Isn't the "edge" meant to be computing near the user, but not on their devices?
In a general sense, edge just means moving the computation to the user, rather than in a central cloud (although the two aren’t mutually exclusive, eg Cloudflare Workers)
For those that have lost their marbles: sure, people use words incorrectly, but that does mean we all have to use those words incorrectly.
In compute vernacular, "edge" means it's distributed in a way that the compute is close to the user (the "user" here is the device, not a person); "on device" means the compute is on the device. They do not mean the same thing.
Can't wait until AI companies go from mimicking human thought to figuring how to licensing those thoughts. ;)
I want to test a hypothesis for "uploading" neural network knowledge to a user's brain, by a reaction-speed game.
You don't need a neural network. Traditional NLP is far better at this task. The keyword you're looking for is "phoenemizer"
I'm surprised traditional NLP being better than ML models for this task, can you point me to a benchmark analysis pointing out that non-neural Espeak-ng is better than ML models?
Also, I asked for a neural model for another reason as well, I still want semantic knowledge present, I want more than pronunciation, but before I use myself as a test subject, I want to make sure I get the proper pronunciation in case the highly speculative "uploading game" works... I don't want to early systematically mis-train myself on pronunciation...
Seems pretty good to me!
The model itself works absolutely fine, though the iPhone thermal throttles at some point which really reduces the token generation speed. When I asked it to write me a business plan for a fish farm in the Nevada desert, it slowed down after a couple thousand tokens, whereas the Pixel seems to just keep going.
It's a 100% replacement for free ChatGPT/Gemini.
Compared to the paid pro/thinking models... Gemma does have reasoning, and I have used the reasoning mode for some tax & legal/accounting advice recently as well as other misc problems. It's worked well for that, but I haven't tried any real difficult tasks. From what I've heard re. agentic coding, the open weight models are ~18-24 months behind Anthropic & Google's SOTA.

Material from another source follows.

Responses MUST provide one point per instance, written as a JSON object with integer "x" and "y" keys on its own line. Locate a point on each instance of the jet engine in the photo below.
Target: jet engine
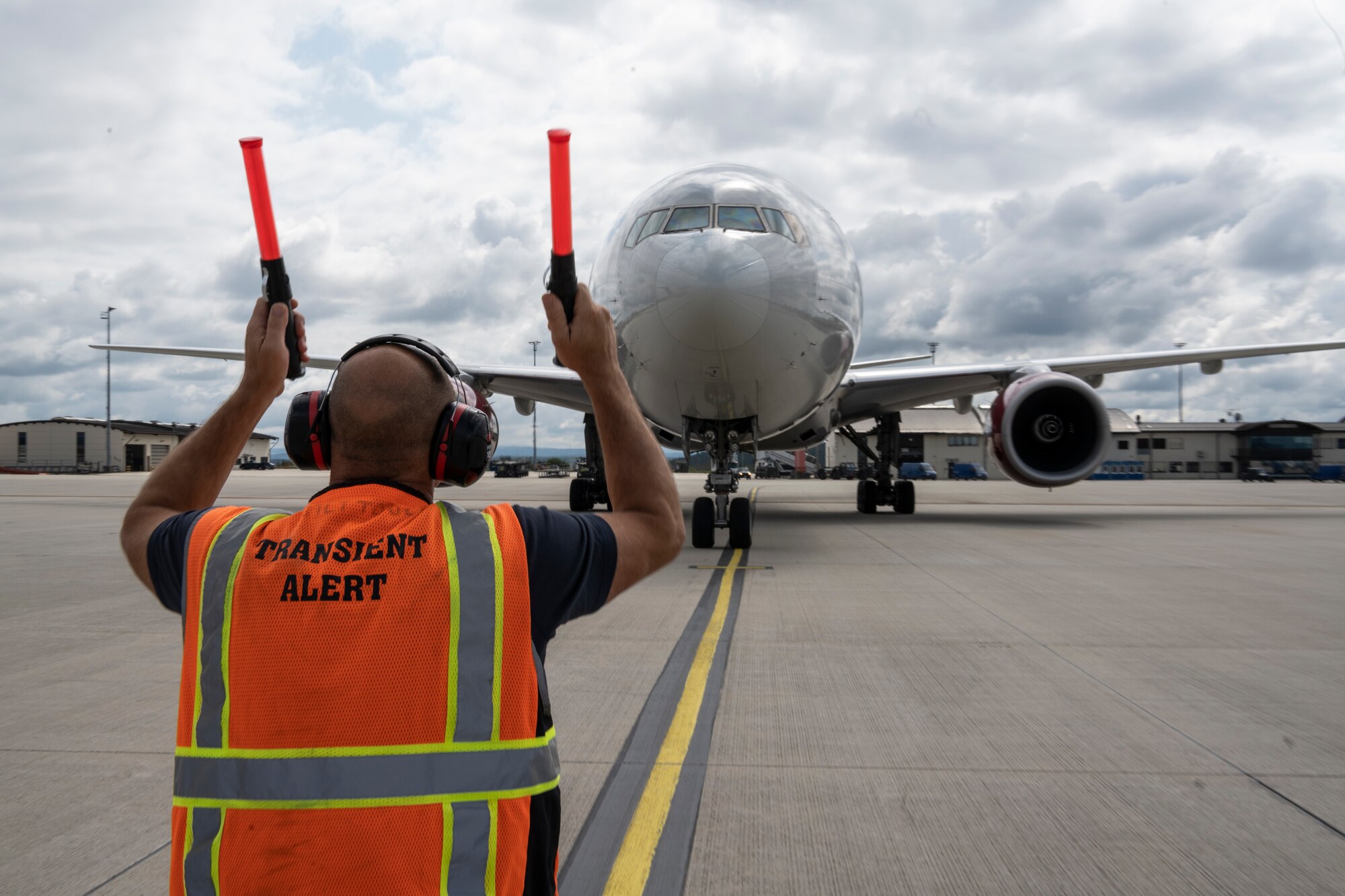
{"x": 1048, "y": 430}
{"x": 470, "y": 395}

Qwen 3.5 122B-A10B should just fit into 128 GB with a Q4/5 and may be a bit smarter. There's apparently also a similar sized Gemma 4 model but they haven't released it yet, the 26B was the largest released.
You need a relatively beefy phone to run this stuff on large amounts of text, though, and you can't have every app run it because your battery wouldn't last more than an hour.

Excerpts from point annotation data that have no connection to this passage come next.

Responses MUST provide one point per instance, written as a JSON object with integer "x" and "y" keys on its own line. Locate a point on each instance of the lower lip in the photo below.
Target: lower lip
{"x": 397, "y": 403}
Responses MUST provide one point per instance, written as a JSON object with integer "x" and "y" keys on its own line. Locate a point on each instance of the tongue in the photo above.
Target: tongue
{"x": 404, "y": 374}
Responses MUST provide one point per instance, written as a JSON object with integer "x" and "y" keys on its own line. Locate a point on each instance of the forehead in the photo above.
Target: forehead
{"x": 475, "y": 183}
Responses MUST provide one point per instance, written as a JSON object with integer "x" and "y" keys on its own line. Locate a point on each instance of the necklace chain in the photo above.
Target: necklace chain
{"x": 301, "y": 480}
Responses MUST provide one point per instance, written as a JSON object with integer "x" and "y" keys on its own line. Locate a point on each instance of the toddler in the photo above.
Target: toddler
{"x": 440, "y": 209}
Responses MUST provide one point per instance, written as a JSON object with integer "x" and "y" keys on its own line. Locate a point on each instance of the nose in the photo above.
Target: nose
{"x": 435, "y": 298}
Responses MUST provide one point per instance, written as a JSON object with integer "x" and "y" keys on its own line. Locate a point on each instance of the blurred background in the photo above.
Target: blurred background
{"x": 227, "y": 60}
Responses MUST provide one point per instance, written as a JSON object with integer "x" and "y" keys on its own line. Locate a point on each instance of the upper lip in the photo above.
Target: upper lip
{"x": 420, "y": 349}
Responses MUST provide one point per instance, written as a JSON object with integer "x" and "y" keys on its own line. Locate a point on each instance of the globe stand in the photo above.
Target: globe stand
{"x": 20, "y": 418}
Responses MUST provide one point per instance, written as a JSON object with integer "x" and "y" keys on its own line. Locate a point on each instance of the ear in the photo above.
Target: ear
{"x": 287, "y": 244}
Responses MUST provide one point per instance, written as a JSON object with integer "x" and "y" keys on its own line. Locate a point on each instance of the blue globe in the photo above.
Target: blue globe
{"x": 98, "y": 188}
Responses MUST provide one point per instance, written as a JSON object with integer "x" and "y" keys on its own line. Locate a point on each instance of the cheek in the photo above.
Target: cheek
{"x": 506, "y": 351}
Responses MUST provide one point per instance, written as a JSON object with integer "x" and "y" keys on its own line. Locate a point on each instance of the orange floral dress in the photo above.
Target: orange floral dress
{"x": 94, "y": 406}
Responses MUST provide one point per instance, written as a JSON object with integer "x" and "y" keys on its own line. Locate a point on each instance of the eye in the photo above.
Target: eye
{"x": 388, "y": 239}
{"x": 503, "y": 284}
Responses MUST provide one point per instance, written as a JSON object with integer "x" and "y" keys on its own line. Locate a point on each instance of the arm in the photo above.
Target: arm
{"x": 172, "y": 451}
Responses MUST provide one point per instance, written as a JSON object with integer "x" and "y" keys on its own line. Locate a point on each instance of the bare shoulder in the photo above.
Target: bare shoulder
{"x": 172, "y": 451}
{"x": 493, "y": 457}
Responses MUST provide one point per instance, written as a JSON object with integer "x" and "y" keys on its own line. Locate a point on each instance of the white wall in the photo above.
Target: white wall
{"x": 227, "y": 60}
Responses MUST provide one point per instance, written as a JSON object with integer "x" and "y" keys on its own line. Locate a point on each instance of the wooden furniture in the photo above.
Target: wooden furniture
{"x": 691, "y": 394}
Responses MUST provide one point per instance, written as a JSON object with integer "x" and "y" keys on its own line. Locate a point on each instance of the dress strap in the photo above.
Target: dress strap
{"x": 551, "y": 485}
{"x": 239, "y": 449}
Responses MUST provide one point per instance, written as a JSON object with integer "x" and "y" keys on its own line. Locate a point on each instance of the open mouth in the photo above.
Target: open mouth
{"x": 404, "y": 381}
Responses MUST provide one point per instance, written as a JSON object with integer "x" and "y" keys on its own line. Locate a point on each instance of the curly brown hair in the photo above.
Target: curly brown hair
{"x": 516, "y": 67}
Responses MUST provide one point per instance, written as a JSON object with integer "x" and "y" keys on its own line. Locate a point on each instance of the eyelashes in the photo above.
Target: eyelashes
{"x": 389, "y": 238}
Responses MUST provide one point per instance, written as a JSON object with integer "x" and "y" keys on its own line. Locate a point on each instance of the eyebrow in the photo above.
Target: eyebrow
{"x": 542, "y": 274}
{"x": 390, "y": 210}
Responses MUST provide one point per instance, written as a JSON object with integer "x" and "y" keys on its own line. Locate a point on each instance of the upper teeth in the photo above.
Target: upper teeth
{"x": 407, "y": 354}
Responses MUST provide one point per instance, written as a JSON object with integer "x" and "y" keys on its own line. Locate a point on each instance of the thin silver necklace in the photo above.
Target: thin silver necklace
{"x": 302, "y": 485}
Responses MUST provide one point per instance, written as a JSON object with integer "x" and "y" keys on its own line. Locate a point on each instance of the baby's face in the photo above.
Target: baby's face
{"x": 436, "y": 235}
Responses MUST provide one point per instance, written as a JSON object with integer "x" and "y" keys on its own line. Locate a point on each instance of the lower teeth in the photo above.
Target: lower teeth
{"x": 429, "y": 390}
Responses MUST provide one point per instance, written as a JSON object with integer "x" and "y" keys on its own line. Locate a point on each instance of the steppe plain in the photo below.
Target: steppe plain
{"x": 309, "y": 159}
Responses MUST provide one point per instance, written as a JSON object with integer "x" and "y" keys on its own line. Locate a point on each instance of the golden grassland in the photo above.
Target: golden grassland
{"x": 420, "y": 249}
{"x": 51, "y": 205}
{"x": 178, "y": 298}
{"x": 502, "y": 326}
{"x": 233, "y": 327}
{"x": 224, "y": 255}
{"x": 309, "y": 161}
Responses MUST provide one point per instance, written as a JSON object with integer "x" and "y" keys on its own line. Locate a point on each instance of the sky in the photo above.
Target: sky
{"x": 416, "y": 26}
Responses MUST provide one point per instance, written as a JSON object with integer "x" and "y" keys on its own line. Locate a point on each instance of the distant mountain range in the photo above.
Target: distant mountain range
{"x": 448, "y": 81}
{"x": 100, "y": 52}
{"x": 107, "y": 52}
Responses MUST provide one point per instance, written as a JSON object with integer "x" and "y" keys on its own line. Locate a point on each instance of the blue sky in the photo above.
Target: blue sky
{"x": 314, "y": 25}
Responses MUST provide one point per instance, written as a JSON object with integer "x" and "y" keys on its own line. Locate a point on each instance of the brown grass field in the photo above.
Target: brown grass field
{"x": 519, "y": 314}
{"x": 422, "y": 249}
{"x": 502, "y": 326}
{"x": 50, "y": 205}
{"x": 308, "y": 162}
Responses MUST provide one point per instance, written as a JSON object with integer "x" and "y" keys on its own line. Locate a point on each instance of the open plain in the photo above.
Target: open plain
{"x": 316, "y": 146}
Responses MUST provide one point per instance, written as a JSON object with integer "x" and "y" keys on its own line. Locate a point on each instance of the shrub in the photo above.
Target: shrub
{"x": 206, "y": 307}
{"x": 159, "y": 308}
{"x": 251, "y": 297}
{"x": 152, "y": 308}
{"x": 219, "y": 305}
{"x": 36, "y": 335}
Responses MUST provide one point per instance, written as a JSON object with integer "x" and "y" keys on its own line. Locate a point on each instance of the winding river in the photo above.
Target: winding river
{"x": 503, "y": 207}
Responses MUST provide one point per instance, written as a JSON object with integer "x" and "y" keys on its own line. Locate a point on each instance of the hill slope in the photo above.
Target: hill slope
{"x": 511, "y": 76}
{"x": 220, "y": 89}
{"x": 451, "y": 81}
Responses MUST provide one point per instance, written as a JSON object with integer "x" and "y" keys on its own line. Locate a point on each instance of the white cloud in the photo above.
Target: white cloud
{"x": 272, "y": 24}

I think the real use case for apps is more like going to be something like tiny, purpose-trained models, like the 270M models Google wants people to train and use: https://developers.googleblog.com/on-device-function-calling... With these things, you can set up somewhat intelligent situational automation without having to work out logic trees and edge cases beforehand.

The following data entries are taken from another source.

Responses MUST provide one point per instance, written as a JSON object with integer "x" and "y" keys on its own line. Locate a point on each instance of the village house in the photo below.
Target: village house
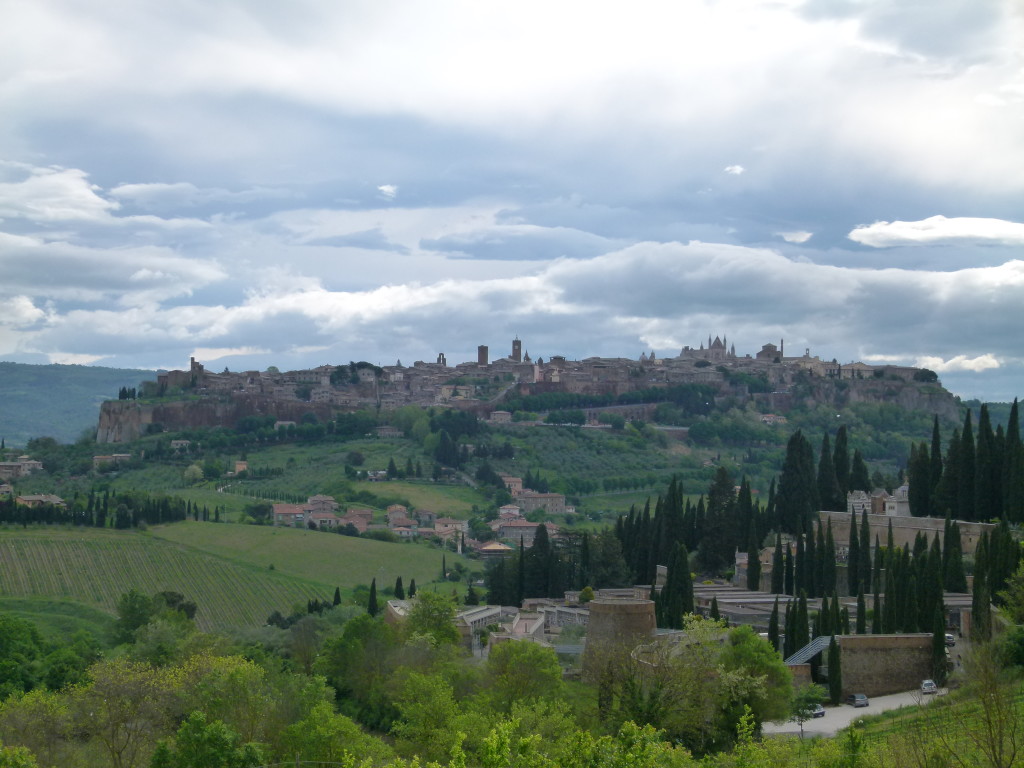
{"x": 514, "y": 484}
{"x": 553, "y": 504}
{"x": 524, "y": 530}
{"x": 38, "y": 500}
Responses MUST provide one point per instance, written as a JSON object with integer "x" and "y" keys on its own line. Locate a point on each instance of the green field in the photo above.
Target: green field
{"x": 310, "y": 555}
{"x": 238, "y": 574}
{"x": 58, "y": 620}
{"x": 94, "y": 567}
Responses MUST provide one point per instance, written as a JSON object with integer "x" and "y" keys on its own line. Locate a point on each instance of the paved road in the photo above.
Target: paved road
{"x": 838, "y": 718}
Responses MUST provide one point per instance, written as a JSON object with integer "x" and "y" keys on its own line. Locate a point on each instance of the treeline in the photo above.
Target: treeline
{"x": 549, "y": 567}
{"x": 978, "y": 477}
{"x": 117, "y": 510}
{"x": 694, "y": 399}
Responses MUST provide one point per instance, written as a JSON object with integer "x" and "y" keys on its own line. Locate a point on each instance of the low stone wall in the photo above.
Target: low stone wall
{"x": 878, "y": 665}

Never paid an LLM provider and I have no reason to ever start.
The only downside is that I suspect the Framework would be a decent bit quieter under load (not that this thing is abnormally loud). As well as you're limited to a single M.2 2230 internal SSD slot in this (I believe Micron recently launched a 4 TB model, but generally you'll max out at 2 TB without using an external enclosure).
I don't have anything against the Framework, I'm sure it's a great machine, but the Z13 is an incredible portable all-in-one device that can handle everything from general PC use to gaming to tablet/entertainment to LLMs & high perf.
[0] https://frame.work/products/desktop-diy-amd-aimax300/configu...
Disappointing if you compare it to anything else from 2026, but fairly impressive for something that can run locally at an OK speed.